Default handling of phrases
When searching for e.g. "understanding shadows in 3D scenes", DOAJ's web interface will return articles and journals which have metadata that contains *all* of the words "understanding", "shadows", "in" (may be ignored), "3D" and "scenes". In technical terms, the default query operator is AND. You can override it by sending us a query such as "understanding OR shadows". We find that the results returned by AND queries are much more relevant when looking for specific topics, where OR queries are best for exploring what is available, e.g. based loosely on the interests of your users.
Searching inside a specific field
When you are querying on a specific field you can use the json dot notation used by Elasticsearch, so for example to access the journal title of an article, you could use
bibjson.journal.title:"Journal of Science"

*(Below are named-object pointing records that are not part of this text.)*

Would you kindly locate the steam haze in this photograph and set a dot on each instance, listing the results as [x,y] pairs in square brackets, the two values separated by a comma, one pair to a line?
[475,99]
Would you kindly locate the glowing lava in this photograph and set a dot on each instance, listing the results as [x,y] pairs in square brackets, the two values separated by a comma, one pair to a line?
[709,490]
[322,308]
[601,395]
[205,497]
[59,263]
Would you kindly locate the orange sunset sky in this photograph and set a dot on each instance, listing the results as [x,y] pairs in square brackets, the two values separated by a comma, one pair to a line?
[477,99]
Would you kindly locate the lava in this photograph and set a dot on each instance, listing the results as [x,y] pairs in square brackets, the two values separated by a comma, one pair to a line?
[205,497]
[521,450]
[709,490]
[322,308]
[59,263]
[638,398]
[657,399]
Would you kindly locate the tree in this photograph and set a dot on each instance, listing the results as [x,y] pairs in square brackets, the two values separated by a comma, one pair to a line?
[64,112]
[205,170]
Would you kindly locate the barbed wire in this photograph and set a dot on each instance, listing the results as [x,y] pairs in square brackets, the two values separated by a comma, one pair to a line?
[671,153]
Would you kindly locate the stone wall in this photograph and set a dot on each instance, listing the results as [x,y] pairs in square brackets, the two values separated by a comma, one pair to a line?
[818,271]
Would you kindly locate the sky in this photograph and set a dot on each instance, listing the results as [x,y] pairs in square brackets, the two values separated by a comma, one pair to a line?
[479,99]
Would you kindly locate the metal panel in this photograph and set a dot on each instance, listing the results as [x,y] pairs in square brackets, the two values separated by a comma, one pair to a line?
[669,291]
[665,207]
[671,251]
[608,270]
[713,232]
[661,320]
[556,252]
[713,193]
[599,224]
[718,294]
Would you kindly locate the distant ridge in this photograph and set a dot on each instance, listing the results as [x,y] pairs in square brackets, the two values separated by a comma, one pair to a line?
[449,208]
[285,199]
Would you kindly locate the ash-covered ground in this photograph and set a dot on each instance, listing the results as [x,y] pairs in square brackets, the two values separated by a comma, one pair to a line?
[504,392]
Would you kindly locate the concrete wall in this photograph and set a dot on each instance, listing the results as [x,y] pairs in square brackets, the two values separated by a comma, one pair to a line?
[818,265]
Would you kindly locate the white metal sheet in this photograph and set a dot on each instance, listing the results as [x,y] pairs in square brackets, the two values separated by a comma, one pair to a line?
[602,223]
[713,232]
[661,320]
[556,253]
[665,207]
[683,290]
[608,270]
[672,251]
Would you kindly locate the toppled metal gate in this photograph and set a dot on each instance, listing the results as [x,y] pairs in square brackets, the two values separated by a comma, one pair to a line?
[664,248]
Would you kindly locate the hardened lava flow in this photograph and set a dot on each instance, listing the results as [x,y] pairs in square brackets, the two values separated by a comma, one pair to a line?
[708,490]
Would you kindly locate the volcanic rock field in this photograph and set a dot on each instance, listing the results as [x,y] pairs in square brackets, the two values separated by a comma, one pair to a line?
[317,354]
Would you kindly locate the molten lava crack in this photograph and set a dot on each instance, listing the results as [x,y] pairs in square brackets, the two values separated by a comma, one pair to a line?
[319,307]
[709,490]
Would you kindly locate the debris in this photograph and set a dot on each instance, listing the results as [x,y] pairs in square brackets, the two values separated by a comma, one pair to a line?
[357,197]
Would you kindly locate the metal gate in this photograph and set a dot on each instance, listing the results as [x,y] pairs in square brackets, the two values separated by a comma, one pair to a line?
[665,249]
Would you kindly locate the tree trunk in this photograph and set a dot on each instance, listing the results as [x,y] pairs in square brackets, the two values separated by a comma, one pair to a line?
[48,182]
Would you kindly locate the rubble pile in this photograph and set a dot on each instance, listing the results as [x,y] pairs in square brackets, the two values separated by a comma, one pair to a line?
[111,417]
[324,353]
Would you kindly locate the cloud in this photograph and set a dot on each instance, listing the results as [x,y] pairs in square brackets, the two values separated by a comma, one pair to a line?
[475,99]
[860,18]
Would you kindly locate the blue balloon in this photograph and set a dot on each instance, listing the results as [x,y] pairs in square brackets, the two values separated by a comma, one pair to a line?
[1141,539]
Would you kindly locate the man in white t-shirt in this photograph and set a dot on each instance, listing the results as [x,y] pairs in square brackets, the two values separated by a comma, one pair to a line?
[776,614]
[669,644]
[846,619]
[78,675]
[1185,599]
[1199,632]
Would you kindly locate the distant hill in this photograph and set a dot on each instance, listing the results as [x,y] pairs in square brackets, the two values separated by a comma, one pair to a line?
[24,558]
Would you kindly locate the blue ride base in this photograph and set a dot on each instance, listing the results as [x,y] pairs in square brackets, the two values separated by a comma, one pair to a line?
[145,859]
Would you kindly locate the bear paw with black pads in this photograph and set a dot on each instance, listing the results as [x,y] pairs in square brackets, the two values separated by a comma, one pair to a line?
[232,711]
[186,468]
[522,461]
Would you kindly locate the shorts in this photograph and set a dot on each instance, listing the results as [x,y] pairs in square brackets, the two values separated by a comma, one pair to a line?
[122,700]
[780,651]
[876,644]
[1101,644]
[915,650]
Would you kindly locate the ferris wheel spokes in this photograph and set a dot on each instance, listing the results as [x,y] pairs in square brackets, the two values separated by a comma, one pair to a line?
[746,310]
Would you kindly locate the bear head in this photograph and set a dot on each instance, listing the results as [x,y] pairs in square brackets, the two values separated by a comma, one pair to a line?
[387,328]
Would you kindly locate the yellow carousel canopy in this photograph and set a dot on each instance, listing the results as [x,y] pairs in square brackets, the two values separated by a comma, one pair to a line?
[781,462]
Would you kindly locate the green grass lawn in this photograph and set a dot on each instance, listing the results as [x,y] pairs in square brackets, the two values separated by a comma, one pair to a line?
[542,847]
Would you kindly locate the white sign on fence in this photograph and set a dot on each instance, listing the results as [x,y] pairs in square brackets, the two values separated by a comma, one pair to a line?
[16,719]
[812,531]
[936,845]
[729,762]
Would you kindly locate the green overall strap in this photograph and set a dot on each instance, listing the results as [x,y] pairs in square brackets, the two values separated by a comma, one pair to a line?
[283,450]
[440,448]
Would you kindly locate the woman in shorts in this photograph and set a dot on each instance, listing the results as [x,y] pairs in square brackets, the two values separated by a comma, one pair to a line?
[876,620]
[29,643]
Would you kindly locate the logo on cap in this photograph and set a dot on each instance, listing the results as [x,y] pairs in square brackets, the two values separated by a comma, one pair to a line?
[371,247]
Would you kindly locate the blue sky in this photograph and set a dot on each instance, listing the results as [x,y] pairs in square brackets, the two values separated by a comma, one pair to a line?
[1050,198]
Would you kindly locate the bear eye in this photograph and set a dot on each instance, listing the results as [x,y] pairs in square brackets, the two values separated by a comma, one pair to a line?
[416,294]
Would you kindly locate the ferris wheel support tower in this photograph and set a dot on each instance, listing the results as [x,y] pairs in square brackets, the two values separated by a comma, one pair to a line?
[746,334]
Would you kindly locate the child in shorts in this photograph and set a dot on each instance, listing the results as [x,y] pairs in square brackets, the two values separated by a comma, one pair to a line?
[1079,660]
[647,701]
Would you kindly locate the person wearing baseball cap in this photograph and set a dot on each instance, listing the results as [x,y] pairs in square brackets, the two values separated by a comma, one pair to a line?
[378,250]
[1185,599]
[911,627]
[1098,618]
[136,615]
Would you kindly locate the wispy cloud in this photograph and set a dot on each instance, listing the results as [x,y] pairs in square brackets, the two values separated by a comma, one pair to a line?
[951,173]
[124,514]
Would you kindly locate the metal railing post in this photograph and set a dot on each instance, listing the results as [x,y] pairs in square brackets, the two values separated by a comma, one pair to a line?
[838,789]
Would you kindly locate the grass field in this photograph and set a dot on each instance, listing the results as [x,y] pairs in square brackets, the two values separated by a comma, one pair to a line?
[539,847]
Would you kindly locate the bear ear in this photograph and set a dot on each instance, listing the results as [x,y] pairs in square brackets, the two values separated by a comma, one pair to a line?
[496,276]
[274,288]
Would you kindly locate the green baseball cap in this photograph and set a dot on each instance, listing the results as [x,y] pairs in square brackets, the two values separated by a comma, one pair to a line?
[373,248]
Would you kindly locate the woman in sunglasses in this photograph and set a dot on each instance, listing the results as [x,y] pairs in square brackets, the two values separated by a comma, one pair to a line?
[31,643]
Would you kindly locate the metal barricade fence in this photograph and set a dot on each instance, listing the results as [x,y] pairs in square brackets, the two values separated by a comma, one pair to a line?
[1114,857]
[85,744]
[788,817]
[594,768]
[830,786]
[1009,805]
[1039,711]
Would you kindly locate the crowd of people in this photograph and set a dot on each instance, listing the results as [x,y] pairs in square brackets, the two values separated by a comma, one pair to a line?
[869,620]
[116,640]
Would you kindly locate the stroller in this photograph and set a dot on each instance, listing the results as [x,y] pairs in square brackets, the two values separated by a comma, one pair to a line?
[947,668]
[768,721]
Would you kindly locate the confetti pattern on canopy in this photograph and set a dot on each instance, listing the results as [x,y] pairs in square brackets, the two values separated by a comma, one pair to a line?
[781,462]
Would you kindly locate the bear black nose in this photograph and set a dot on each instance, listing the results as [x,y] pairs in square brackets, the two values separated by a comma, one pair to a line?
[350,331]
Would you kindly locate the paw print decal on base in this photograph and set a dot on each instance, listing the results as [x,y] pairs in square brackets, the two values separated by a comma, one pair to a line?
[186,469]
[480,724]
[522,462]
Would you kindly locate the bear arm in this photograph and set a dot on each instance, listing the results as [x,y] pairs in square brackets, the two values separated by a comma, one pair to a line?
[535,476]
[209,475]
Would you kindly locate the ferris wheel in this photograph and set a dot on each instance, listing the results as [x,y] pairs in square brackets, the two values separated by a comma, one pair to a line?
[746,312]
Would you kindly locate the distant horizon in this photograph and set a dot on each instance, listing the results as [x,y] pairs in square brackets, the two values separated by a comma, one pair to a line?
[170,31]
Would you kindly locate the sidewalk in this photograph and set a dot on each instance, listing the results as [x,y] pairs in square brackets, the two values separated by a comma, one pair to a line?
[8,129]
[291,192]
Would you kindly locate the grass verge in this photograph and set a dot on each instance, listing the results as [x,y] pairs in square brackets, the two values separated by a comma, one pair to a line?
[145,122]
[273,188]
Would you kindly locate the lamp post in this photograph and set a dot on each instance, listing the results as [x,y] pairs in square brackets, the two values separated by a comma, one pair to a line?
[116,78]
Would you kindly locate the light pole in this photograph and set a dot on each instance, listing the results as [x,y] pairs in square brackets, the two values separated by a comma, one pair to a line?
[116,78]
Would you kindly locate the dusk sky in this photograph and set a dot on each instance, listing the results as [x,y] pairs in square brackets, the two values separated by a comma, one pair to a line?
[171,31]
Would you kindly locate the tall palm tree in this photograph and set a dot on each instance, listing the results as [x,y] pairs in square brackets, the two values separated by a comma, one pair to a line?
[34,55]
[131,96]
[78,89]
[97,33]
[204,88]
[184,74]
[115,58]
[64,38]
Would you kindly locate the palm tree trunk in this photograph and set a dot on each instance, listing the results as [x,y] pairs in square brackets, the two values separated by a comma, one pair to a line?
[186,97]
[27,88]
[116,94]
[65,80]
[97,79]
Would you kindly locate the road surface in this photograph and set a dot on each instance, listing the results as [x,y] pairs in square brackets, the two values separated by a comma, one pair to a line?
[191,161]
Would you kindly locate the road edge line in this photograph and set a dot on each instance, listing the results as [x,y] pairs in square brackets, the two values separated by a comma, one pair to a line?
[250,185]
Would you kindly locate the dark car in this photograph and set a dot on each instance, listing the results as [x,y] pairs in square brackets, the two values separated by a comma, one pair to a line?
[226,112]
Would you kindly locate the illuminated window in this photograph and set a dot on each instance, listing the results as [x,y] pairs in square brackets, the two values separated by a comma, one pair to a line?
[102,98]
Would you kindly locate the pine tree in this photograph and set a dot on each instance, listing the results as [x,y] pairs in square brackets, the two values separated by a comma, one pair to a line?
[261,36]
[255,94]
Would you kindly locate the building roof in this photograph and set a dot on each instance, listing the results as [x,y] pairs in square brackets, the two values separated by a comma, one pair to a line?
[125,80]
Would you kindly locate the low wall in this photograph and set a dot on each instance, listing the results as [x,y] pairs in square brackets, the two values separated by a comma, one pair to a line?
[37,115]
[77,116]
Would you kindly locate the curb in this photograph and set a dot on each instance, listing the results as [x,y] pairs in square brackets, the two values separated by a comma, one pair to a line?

Note that all fields are analysed, which means that the above search does not look for the exact string "Journal of Science". To do that, add ".exact" to any string field (not date or number fields) to match the exact contents:
bibjson.journal.title.exact:"Journal of Science"
Special characters
All forward slash /
characters will be automatically escaped for you unless you escape them yourself. This means any forward slashes /
will become \/
which ends up encoded as %5C/
in a URL since a "naked" backslash \
is not allowed in a URL. So you can search for a DOI by giving the articles endpoint either of the following queries (they will give you the same results):
doi:10.3389/fpsyg.2013.00479 doi:10.3389%5C/fpsyg.2013.00479
Short field names
For convenience we also offer shorter field names for you to use when querying. Note that you cannot use the ".exact" notation mentioned above on these substitutions.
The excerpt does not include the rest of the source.